Mandated by Gallimard Editions to take part in the defense of the writer Boualem Sansal arrested in Algeria, lawyer François Zimeray promised to be “vigilant” to “respect his right to a fair trial”, in a press release sent to AFP on Sunday by the editor.
“The arrest of a writer for his opinions always violates fundamental freedoms,” says the human rights lawyer and former French ambassador to Denmark.
“We will be vigilant regarding respect for his right to a fair trial, in accordance with the international commitments subscribed to by Algeria,” he continues.
On Friday, the Algerian government agency APS confirmed the “arrest” of the 75-year-old writer, without specifying a date. According to several media, Boualem Sansal was arrested on November 16 at Algiers airport, coming from France.
The literary world mobilized
The fate of the Franco-Algerian writer, in the fight against religious fundamentalism and authoritarianism, worries political and literary circles.
On Sunday, the president of the Goncourt Academy, the writer Philippe Claudel, judged the silence around the disappearance of Boualem Sansal “very worrying” on Franceinfo. “The literary world is mobilizing, but this mobilization is symbolic because we have no power,” he regretted.
Thirty winners of the grand prize of the French Academy also launched an appeal on Sunday to the Algerian authorities “to ensure the physical protection and respect of the basic rights of our friend”, in a column published on the website of the daily Le Figaro.
On Saturday, several Nobel Prize winners for literature, including the Frenchwoman Annie Ernaux and the Turk Orhan Pamuk, also asked for her “immediate release”, in a column published on the website of the weekly Le Point, at the initiative of another Franco-Algerian writer, Kamel Daoud, winner of the Goncourt 2024.
Tensions around Western Sahara
According to Le Monde, the Algerian authorities may have taken badly his statements to the French media Frontières, reputed to be far-right, which take up the Moroccan position according to which the country's territory was truncated under French colonization for the benefit of Algeria.

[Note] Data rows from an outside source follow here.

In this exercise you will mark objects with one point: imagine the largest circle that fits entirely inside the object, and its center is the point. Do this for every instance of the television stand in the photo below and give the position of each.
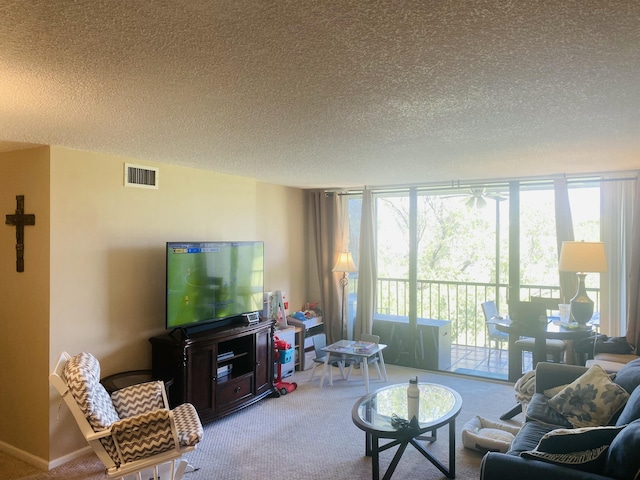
(219, 370)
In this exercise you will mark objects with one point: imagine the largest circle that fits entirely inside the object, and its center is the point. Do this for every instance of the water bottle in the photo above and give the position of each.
(413, 399)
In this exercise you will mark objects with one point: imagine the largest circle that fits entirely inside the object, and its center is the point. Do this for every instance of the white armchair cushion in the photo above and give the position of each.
(140, 398)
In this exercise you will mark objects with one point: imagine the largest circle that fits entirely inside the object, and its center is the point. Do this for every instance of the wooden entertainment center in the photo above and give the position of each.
(219, 370)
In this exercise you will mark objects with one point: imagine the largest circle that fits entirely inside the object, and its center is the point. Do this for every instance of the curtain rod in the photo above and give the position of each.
(459, 184)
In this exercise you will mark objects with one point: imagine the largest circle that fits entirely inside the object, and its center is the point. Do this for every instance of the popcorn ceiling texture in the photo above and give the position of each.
(338, 93)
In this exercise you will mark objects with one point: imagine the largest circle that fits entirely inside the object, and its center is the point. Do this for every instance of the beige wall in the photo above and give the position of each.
(24, 306)
(107, 261)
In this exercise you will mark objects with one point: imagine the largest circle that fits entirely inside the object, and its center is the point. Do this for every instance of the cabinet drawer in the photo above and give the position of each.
(234, 390)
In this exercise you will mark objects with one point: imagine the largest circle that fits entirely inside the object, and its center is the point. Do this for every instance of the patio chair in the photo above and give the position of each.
(133, 431)
(490, 316)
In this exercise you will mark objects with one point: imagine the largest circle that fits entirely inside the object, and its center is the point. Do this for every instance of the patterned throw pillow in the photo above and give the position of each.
(591, 400)
(580, 448)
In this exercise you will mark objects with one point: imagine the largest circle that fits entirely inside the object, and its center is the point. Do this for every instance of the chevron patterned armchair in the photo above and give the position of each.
(133, 431)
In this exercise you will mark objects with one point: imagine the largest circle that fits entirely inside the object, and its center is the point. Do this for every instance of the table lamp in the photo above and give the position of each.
(345, 265)
(582, 258)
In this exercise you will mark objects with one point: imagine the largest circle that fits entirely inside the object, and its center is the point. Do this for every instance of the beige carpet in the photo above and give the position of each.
(308, 434)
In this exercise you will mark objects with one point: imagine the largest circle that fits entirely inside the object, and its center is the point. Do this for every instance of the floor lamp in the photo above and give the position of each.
(344, 265)
(582, 258)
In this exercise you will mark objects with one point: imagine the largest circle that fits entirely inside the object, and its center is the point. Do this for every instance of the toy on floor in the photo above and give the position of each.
(283, 354)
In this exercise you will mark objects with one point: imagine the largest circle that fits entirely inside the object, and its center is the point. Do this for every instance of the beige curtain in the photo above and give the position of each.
(325, 218)
(633, 314)
(616, 220)
(367, 268)
(564, 232)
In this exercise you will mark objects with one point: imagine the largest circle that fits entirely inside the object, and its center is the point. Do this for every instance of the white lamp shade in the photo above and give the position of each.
(583, 257)
(345, 263)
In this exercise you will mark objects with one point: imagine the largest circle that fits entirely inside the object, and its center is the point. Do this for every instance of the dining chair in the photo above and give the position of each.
(491, 314)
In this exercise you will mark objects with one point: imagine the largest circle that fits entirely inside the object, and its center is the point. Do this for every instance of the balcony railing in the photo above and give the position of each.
(458, 302)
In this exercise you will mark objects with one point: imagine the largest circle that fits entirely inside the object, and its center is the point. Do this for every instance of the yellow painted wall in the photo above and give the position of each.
(24, 307)
(107, 264)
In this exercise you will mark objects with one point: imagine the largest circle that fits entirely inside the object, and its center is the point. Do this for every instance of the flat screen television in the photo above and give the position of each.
(212, 281)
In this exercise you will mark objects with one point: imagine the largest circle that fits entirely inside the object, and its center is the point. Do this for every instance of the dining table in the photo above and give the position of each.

The official Algerian press agency APS criticized France on Friday for taking “the defense of a Holocaust denier who calls into question the existence, independence, history, sovereignty and borders of Algeria.” calling Boualem Sansal a “useful puppet”.
These events take place in a tense diplomatic context between France and Algeria, after Paris' support for the Moroccan autonomy plan for the disputed territory of Western Sahara at the end of July.